IFS can be useful for dealing with this fear. By trying to understand the voices within us that ache when we are to be cared for, we can discover -and heal- beautiful young parts of us carrying burdens of unworthiness, deservingness (I need to deserve to receive) and love-ability (am I loveable enough to deserve this amount of care?), among others. To be cared for as we exit this earth is part of the contract of life, in the same way we were cared for when we entered existence. Making this a less abrasive experience by exploring our internal world can be a source for tremendous healing, even as our bodies are facing the opposite journey.
We are all on a spiritual path. However, we can become ostracized so easily in our modern world, that access to this knowing is limited. Unable to sense our spiritual oneness as humans, as nature, as the universe, as eternal, we become confined to these bodies, these belongings, this particular story of mine, which increases the sense of finality of a terminal condition, making the process more difficult.
Kneeling to the absolute loss of a terminal condition can -paradoxically- become a door opener to spirituality. I’ve seen this. People -not necessarily the bravest of them either- who “forgive themselves for dying”. Or in other words, “stop resisting” and embrace radical acceptance of their reality. These people can experience a beautiful spiritual awakening.
Helpful tools here include the aid of a spiritual guide. Chaplains and other professionals can be of help here, however, I have met my share of priests and other religious leaders who dialogue with death with nothing but panic and “miracle” expectations, all which do very little to help with spiritual suffering.
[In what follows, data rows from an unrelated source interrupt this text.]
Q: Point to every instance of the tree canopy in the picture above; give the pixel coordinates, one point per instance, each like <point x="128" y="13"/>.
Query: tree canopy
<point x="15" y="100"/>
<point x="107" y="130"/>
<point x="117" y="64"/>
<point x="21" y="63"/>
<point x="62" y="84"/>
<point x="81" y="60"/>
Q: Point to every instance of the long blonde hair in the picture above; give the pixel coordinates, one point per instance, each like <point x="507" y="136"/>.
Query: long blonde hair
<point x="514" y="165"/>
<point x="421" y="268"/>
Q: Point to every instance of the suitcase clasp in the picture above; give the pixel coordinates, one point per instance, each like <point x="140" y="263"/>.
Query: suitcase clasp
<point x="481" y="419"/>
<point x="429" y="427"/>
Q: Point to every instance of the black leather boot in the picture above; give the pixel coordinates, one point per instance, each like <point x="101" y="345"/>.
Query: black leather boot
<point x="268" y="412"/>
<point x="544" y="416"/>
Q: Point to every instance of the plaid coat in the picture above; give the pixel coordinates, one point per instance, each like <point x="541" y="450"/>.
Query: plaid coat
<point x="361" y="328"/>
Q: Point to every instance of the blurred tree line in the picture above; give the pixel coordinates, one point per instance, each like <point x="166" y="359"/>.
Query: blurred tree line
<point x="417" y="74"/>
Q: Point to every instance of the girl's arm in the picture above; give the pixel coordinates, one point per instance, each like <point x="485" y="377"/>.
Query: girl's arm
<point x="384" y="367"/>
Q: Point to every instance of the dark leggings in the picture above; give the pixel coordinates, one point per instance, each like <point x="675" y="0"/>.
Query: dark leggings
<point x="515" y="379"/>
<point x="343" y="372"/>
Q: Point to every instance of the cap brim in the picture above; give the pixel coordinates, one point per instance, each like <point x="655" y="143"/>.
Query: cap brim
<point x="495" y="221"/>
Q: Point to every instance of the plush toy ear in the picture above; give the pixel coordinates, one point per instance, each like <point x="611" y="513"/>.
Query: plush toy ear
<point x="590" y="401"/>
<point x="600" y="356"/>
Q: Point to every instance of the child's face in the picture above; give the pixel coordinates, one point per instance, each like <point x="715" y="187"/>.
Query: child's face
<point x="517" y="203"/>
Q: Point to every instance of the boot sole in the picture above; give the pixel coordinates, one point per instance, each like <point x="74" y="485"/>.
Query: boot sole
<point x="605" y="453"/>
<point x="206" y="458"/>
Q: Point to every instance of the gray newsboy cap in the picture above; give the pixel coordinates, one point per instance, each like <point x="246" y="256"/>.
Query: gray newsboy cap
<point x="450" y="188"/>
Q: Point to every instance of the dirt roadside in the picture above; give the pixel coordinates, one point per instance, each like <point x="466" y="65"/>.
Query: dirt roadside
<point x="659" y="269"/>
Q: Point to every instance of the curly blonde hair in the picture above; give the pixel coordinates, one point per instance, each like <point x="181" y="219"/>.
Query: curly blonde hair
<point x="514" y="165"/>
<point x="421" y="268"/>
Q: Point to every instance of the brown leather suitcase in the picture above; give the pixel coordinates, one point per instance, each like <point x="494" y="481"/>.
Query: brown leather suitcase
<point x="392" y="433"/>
Finally, I am a strong believer in the role of psychedelics in this regard. There’s a mounting bulk of data on psychedelics in terminal disease and how they can aid in spiritual suffering. In my personal and professional experience, I believe few agents are as dynamic, gentle, and compatible with complex medical circumstances as Ketamine. Ketamine can help remove the “panic” element from a terminal condition, allowing an internal constructive dialogue to set in. Furthermore, ketamine can help us rediscover aspects of our consciousness that have been blocked from our awareness, like our connectivity, our continuity, and the undeniable truth that we are in this existence because we are being thoroughly held.
For me, this one is the most heart-breaking one. We suffer because we foresee the severing of our most important attachments on this earth. This premonitory grief can be a source of incredible amounts of pain, like many griefs. It is this pain that often keeps tired terminal grandparents on the “medical battle” for their lives, so they can make it to one more graduation, so a grandson can have one more birthday.
Furthermore, our human relations are usually irrevocably changed by our terminal disease experience. You name it, I’ve seen it. The concerns of the wife of a terminal lung cancer patient, with him wanting to make love to her “before he dies” while on oxygen, and trying to catch his breath. The endless fights between patients and loved ones pertaining to the intake of food and water. Partners expressing their grief by having adulterous relationships. We are complex beings -us humans- and we travel through the journey of terminality with all our complexity.
I have also seen terminal conditions as a chance to take relationships to a new level. Yes, the time together is short, but each second together has been infused with much more life than we had before. That’s the paradox of death, it is filled with life. Particularly if we are able to dialogue and understand our panic, hoping it can relax enough to let us be open-hearted. We might find that in death our closest relationships have been infused with a new truthfulness, a new selflessness, a new love, that would not have been available to us if time hadn’t become precious.